Whalen also got a not-so-fun call that same day, from junior guard Sara Scalia, who led the Gophers in scoring this past season. Scalia, after a 15-18 season in Whalen’s fourth year as head coach, was entering the NCAA transfer portal. She became the sixth player to leave the program this year. It started in-season, with Jasmine Powell. 

Before Scalia, Kadi Sissoko left the program. Alexia Smith became the seventh player to transfer late last week. It’s the new trend in college athletics, with student-athletes getting a one-time transfer without having to sit out a season. There are currently nearly 1,000 players in the transfer portal for women’s basketball.

"I think there’s a lot of different reasons. It’s a positive thing for student athletes. If they want to try something new, if they feel that another place is going to be better for them, then obviously we support them," Whalen said. "We’re not happy with the amount of players that have left, but we’re navigating it like so many other schools are right now."

Whalen was asked if she’s worried the recent wave of transfers could have a negative public perception on her program. In four seasons with the Gophers, Whalen has a 60-57 record. Minnesota finished this past season 7-11 in Big Ten play, and the program hasn’t gotten to an NCAA Tournament under Whalen.

"It’s not just a Minnesota thing, it’s not. We’re going to self-evaluate, first and foremost me, on how I can be better. There’s a lot of different reasons," Whalen said.

Stuck in New Orleans Sunday night with travel issues, Whalen watched on TV as South Carolina beat UConn at Target Center to win the NCAA Women’s Final Four. It’s her hope and her goal to be on that same sideline with the Gophers one day. She led the Gophers to the Final Four as a star guard in 2003, the program’s lone appearance there.

"I believe in what we’re doing. That has not changed, and I’m going to do everything in my power to make sure that we’re back to where I know this program can be," Whalen said. "I’ve been there as a player, lot different as a coach. That has not changed. That’s what I want, that’s why I took this job. That goal has not changed, I’m as determined as ever."

She made girls basketball cool in Hutchinson, and filled Williams Arena when the men’s program was struggling.

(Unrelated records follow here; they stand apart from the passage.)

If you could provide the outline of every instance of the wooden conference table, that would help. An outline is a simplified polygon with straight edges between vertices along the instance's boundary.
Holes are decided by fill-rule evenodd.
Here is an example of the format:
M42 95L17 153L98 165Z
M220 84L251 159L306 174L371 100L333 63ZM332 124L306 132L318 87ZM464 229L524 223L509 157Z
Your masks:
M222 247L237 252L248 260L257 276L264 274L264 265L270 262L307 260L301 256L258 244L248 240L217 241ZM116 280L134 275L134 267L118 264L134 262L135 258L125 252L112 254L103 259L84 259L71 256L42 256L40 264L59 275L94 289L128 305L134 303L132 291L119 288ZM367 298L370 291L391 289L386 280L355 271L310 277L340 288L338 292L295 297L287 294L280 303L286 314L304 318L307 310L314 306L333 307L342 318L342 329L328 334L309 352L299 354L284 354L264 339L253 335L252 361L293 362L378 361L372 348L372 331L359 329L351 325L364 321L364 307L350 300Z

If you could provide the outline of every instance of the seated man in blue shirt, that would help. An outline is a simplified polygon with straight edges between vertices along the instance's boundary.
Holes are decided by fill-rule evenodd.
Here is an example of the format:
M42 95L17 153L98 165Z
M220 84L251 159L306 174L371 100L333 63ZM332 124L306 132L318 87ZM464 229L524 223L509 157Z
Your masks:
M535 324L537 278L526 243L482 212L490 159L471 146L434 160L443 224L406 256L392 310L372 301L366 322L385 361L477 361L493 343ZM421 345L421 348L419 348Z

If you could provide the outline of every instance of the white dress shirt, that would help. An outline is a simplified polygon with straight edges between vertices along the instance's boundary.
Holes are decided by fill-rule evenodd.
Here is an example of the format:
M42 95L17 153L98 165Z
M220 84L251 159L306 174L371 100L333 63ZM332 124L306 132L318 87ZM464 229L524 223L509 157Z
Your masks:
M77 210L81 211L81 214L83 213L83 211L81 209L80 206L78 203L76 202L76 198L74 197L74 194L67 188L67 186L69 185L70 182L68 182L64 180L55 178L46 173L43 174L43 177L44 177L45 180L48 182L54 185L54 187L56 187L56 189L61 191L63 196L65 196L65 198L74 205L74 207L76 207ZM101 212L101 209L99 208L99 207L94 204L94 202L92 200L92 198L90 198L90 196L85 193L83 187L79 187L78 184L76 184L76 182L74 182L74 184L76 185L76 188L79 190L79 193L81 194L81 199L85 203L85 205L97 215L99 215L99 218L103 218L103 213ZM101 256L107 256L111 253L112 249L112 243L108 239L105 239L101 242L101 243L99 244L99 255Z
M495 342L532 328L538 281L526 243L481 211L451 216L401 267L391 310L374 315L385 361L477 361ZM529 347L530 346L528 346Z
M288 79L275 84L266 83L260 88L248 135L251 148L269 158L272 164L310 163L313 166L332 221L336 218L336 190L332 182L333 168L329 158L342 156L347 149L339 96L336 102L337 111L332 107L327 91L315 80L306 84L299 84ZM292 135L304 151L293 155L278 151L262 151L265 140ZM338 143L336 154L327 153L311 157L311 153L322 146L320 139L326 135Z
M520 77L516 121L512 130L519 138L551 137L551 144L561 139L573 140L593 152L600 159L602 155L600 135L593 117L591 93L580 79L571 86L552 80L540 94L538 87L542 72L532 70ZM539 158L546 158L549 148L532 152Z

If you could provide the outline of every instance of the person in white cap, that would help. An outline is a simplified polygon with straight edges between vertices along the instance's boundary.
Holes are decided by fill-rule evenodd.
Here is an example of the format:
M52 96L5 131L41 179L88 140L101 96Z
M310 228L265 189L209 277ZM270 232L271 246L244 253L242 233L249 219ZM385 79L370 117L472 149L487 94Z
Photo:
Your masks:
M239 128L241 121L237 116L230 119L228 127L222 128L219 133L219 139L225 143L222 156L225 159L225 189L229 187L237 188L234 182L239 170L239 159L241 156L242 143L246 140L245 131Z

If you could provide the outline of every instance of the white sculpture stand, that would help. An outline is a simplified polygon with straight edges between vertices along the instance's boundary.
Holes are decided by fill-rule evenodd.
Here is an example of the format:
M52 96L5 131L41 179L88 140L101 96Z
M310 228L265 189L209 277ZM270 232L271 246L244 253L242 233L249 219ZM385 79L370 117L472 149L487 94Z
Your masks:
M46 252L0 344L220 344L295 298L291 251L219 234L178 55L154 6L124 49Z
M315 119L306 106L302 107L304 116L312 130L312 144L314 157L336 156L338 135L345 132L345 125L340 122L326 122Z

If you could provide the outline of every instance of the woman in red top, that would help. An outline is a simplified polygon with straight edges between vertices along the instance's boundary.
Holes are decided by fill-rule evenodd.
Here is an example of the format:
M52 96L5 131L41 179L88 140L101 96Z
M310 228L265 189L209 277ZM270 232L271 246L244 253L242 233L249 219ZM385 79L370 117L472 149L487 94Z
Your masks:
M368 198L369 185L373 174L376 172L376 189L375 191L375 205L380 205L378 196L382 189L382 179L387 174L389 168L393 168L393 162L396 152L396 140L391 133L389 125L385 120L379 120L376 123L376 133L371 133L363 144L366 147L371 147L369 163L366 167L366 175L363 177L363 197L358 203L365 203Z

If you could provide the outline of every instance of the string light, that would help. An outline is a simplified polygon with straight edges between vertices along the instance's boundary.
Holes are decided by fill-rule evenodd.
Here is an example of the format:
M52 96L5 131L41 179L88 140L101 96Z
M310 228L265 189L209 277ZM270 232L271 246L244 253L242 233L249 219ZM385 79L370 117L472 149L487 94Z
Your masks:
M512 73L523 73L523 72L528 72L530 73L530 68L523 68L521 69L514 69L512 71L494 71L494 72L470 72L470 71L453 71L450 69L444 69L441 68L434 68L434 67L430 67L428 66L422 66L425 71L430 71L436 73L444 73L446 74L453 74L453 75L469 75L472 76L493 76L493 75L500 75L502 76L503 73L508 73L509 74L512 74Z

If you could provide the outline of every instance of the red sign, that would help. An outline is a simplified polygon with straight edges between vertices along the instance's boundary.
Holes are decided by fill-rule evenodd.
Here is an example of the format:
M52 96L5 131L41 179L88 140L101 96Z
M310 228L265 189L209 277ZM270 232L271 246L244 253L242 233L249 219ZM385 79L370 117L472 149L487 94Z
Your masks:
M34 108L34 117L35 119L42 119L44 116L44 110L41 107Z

She won four WNBA titles with the Minnesota Lynx, and has Olympic gold. She said she hopes she’s inspired young girls to play and grow the game.

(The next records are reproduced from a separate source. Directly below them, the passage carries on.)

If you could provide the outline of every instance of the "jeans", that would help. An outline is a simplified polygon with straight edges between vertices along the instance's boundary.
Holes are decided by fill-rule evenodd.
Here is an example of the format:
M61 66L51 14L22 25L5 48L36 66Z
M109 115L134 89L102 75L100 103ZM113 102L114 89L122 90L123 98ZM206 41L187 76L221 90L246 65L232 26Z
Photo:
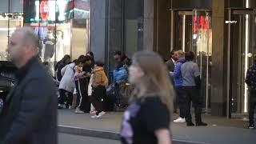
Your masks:
M250 91L250 102L249 102L249 123L250 125L254 123L254 109L256 106L256 90Z
M93 94L91 96L91 102L97 111L96 115L103 111L103 102L102 99L106 95L106 87L104 86L98 86L93 88Z
M176 86L175 90L179 107L179 117L184 118L186 117L186 94L182 86Z
M195 86L183 86L186 97L186 121L187 123L192 122L190 114L191 101L194 107L195 122L196 123L202 122L202 98L200 94L200 90Z

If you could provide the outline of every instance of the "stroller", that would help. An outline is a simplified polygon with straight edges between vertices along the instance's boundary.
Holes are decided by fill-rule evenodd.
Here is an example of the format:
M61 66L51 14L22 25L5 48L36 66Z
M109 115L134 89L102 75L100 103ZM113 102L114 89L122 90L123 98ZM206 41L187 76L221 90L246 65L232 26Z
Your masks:
M114 111L124 111L129 105L133 86L128 82L112 83L106 89L106 95L111 99Z

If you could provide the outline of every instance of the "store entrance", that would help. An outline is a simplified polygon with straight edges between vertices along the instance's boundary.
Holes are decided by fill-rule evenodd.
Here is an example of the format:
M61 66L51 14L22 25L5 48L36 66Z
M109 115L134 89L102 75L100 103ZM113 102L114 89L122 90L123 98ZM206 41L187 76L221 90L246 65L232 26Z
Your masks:
M173 50L193 51L200 68L205 111L210 110L210 69L212 28L210 10L171 10L171 40Z
M248 114L249 90L245 83L247 69L256 56L256 10L230 10L230 114L244 118Z

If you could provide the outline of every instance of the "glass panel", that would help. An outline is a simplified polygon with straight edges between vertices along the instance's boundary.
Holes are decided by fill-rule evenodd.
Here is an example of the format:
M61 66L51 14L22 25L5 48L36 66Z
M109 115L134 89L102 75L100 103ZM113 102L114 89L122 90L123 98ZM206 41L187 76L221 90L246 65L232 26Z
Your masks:
M124 46L130 58L143 50L143 0L124 0Z
M8 44L8 17L5 14L0 15L0 60L6 61L8 54L6 52Z
M200 68L201 95L206 109L210 107L210 62L212 54L212 29L210 12L194 10L193 17L193 48Z
M210 12L202 10L180 11L176 19L175 50L193 51L200 68L201 94L204 106L210 108L210 62L212 55L212 28Z
M232 15L231 25L231 113L248 112L249 91L244 82L256 56L255 15Z
M192 15L178 14L177 17L175 50L192 50Z

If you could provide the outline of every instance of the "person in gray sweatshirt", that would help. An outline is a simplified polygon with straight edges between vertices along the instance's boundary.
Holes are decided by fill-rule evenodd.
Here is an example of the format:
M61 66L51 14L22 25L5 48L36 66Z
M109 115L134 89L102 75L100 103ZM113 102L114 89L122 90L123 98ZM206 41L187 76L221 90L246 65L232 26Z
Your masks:
M194 62L194 54L192 51L185 54L186 62L182 66L182 86L186 94L186 122L188 126L193 126L190 114L190 103L193 102L195 113L195 122L197 126L206 126L206 123L202 122L202 98L200 94L201 79L199 68Z

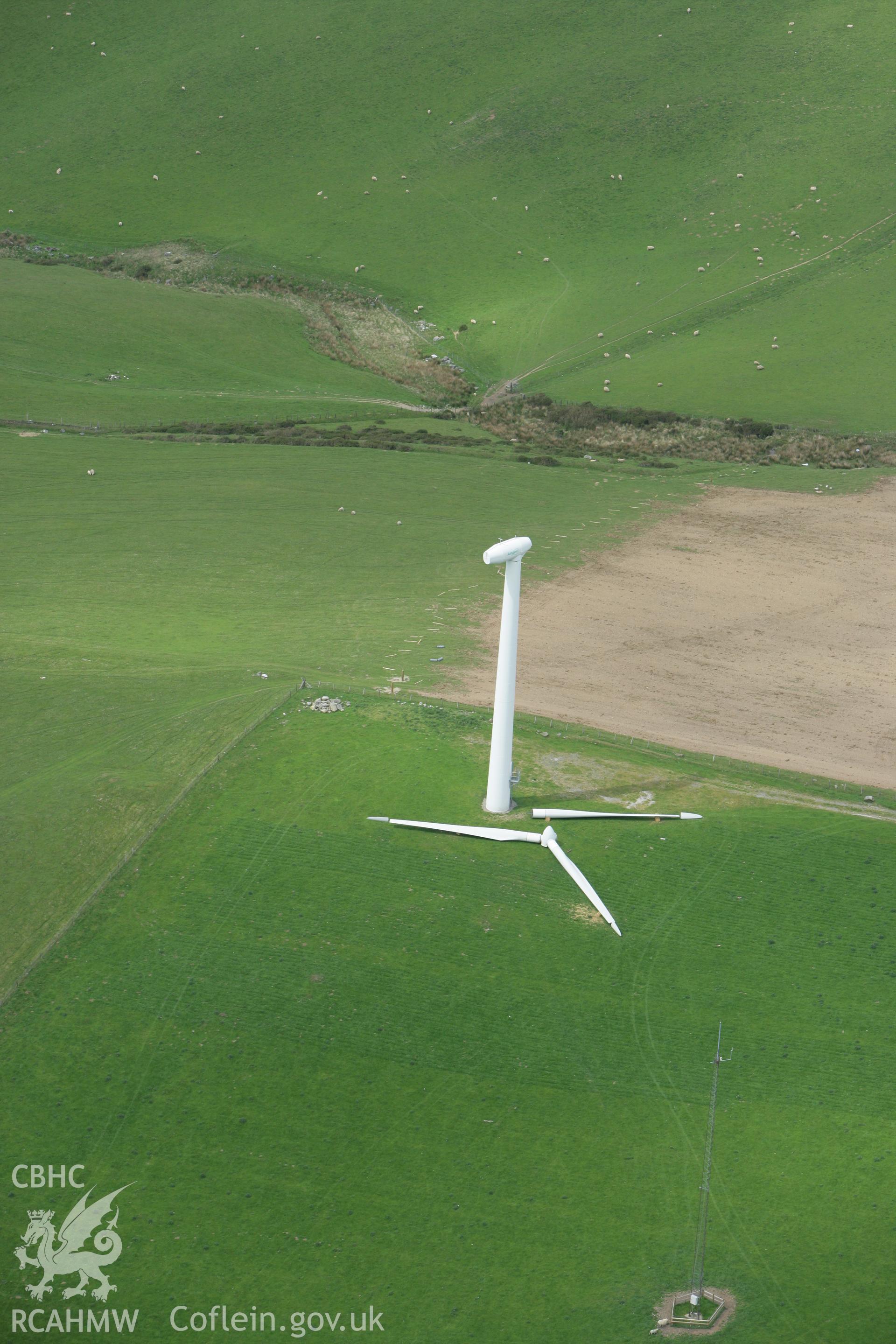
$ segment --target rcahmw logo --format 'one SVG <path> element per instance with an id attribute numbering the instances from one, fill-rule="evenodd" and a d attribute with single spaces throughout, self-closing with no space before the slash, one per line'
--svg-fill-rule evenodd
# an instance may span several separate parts
<path id="1" fill-rule="evenodd" d="M 12 1184 L 19 1189 L 43 1189 L 66 1184 L 75 1189 L 83 1189 L 81 1180 L 83 1167 L 75 1164 L 67 1171 L 64 1167 L 40 1167 L 21 1163 L 12 1169 Z M 110 1293 L 117 1292 L 117 1285 L 111 1284 L 106 1270 L 121 1255 L 121 1235 L 117 1231 L 118 1207 L 117 1198 L 128 1185 L 120 1185 L 110 1195 L 90 1202 L 95 1187 L 85 1191 L 81 1199 L 69 1210 L 56 1231 L 56 1214 L 52 1208 L 30 1208 L 28 1226 L 21 1232 L 21 1245 L 13 1249 L 13 1255 L 19 1261 L 19 1269 L 24 1274 L 39 1270 L 39 1277 L 24 1285 L 26 1293 L 42 1302 L 48 1293 L 52 1293 L 55 1278 L 71 1278 L 77 1275 L 77 1282 L 63 1288 L 63 1300 L 71 1297 L 86 1297 L 90 1289 L 91 1297 L 98 1302 L 105 1302 Z M 28 1254 L 31 1251 L 31 1254 Z M 133 1331 L 137 1324 L 137 1310 L 133 1312 L 103 1312 L 78 1310 L 67 1308 L 62 1310 L 48 1310 L 39 1306 L 31 1310 L 13 1308 L 12 1332 L 34 1332 L 44 1335 L 48 1331 Z"/>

She was also asked what she thinks makes her a Hall-of-Famer. She rarely boasts about her achievements, and gave a long pause before answering.

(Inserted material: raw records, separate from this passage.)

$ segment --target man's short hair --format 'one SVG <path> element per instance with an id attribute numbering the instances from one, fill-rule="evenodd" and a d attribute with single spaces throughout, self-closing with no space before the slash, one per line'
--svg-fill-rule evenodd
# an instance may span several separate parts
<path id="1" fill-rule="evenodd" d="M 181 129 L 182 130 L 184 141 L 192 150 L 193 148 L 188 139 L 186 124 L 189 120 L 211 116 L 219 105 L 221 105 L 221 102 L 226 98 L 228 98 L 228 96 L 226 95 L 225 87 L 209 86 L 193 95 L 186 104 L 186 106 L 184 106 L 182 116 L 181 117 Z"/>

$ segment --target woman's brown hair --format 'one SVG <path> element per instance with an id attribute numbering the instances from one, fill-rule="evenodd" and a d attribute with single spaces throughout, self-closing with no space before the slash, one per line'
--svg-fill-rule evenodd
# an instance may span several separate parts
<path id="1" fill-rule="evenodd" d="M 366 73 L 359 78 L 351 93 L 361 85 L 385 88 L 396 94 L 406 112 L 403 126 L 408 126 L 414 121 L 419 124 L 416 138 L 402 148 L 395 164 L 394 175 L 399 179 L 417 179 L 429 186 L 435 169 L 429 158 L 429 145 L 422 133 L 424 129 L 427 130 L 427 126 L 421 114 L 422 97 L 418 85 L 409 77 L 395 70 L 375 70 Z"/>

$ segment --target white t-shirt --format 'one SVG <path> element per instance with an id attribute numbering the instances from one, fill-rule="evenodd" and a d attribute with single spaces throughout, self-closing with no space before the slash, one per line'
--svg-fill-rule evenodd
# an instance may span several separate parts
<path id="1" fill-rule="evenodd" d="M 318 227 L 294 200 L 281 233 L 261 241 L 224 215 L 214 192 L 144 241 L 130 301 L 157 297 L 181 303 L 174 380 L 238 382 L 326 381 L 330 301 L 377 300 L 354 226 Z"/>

"I’d like to think that I’ve had success on the floor. I think I’ve persevered and I’ve always tried to, as much as I can, learning from my parents, treat people in a really good way. Treat people how I want to be treated," Whalen said.

One positive going into the 2022-23 season? Whalen has a top-10 recruiting class with four freshmen, all locals, coming in. The seven players they have available will do three weeks of workouts.